T E C H N I Q U E S

A piece of cake

By focusing on a selected set of variables, program slicing makes debugging a piece of cake. Mark Harman explains the technique.

Almost every programmer has endured the unpleasant task of sifting through hundreds of lines of code in order to find an error in just one. Tedium ad nauseum: there must be a better way. Enter program slicing.

Program slicing works by finding the parts of a program relevant to the value of a chosen set of variables at some chosen point in a program. A slice is constructed by deleting the parts of the program that are irrelevant to those values.

The point of interest is usually identified by annotating the program with line numbers which identify each primitive statement and each branch point. The term ‘slicing criterion’ is used for the point of interest together with the set of variables whose value the slice must preserve. In this article the point of interest will be indicated by adding a comment to the program. In general slices are constructed for a set of variables, but herein only slices constructed for a single variable will be considered. For a slicing criterion consisting of a variable v and a point of interest n, the slice is constructed for v at n.
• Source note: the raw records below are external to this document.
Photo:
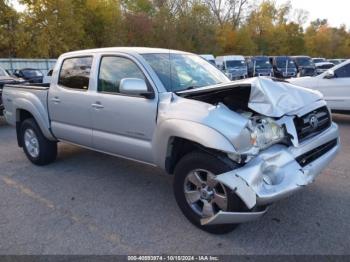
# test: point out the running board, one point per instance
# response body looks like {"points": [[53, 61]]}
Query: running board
{"points": [[232, 217]]}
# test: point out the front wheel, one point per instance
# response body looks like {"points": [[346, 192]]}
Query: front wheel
{"points": [[38, 149], [199, 195]]}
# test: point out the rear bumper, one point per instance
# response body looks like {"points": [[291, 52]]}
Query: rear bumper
{"points": [[275, 174]]}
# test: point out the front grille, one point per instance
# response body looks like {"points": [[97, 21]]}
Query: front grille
{"points": [[312, 123], [312, 155]]}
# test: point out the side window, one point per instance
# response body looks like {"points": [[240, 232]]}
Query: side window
{"points": [[75, 73], [343, 71], [113, 69]]}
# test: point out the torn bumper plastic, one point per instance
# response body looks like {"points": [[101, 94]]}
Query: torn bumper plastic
{"points": [[277, 173]]}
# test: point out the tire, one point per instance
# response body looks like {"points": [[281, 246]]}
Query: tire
{"points": [[40, 151], [203, 161]]}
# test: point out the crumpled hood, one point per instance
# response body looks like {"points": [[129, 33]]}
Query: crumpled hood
{"points": [[275, 99], [267, 97]]}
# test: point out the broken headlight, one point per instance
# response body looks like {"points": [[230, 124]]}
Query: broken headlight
{"points": [[265, 132]]}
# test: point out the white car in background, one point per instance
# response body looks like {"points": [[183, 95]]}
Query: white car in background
{"points": [[323, 67], [334, 84]]}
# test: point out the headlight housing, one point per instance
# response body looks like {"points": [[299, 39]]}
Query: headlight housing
{"points": [[265, 132]]}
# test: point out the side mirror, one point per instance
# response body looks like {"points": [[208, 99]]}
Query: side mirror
{"points": [[135, 87], [329, 74]]}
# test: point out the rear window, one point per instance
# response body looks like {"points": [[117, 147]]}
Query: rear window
{"points": [[75, 73]]}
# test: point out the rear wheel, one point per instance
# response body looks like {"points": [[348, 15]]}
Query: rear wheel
{"points": [[38, 149], [199, 195]]}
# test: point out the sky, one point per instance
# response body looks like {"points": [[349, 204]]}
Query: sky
{"points": [[336, 11]]}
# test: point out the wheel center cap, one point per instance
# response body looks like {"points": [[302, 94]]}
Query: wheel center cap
{"points": [[205, 194]]}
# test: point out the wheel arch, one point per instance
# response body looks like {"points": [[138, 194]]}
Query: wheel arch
{"points": [[25, 110], [175, 138]]}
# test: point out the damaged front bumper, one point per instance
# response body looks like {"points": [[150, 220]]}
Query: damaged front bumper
{"points": [[277, 173]]}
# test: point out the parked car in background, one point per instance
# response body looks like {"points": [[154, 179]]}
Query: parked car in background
{"points": [[233, 147], [210, 58], [283, 67], [305, 66], [5, 78], [47, 78], [322, 67], [319, 60], [259, 66], [336, 61], [30, 74], [234, 66], [334, 84]]}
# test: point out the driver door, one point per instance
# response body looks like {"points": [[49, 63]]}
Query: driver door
{"points": [[122, 124]]}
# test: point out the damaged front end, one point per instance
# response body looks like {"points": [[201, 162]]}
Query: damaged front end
{"points": [[291, 140]]}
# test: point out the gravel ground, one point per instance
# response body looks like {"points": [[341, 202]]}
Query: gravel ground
{"points": [[90, 203]]}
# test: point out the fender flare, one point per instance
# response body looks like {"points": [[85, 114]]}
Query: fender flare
{"points": [[38, 111]]}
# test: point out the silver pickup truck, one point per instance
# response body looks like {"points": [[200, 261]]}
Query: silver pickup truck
{"points": [[234, 148]]}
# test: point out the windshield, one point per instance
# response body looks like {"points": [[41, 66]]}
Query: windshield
{"points": [[284, 63], [3, 72], [212, 62], [262, 63], [32, 73], [235, 63], [185, 71], [304, 61]]}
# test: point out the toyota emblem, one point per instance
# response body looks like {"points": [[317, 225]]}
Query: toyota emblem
{"points": [[313, 122]]}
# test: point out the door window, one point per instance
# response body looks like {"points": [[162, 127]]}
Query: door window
{"points": [[113, 69], [343, 71], [75, 73]]}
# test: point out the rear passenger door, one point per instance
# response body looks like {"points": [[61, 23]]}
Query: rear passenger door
{"points": [[70, 102], [123, 124]]}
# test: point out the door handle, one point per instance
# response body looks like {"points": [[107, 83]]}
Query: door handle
{"points": [[97, 105], [56, 100]]}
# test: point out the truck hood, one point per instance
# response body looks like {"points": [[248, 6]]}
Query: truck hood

Having picked a slicing criterion one of two forms of slice can be constructed: a backward slice or a forward slice. The former contains the statements of the program which can have some effect on the slicing criterion, whereas a forward slice contains those statements of the program which are affected by the slicing criterion. Backward slices can assist a developer by helping to locate the parts of the program which contain a bug. Forward slicing can be used to predict the parts of a program that will be affected by a modification.

Figure 1 – A program fragment to be backward sliced
x = 1;
y = 2;
z = y-2;
r = x;
z = x+y;
/* the slice point is the end of the program */.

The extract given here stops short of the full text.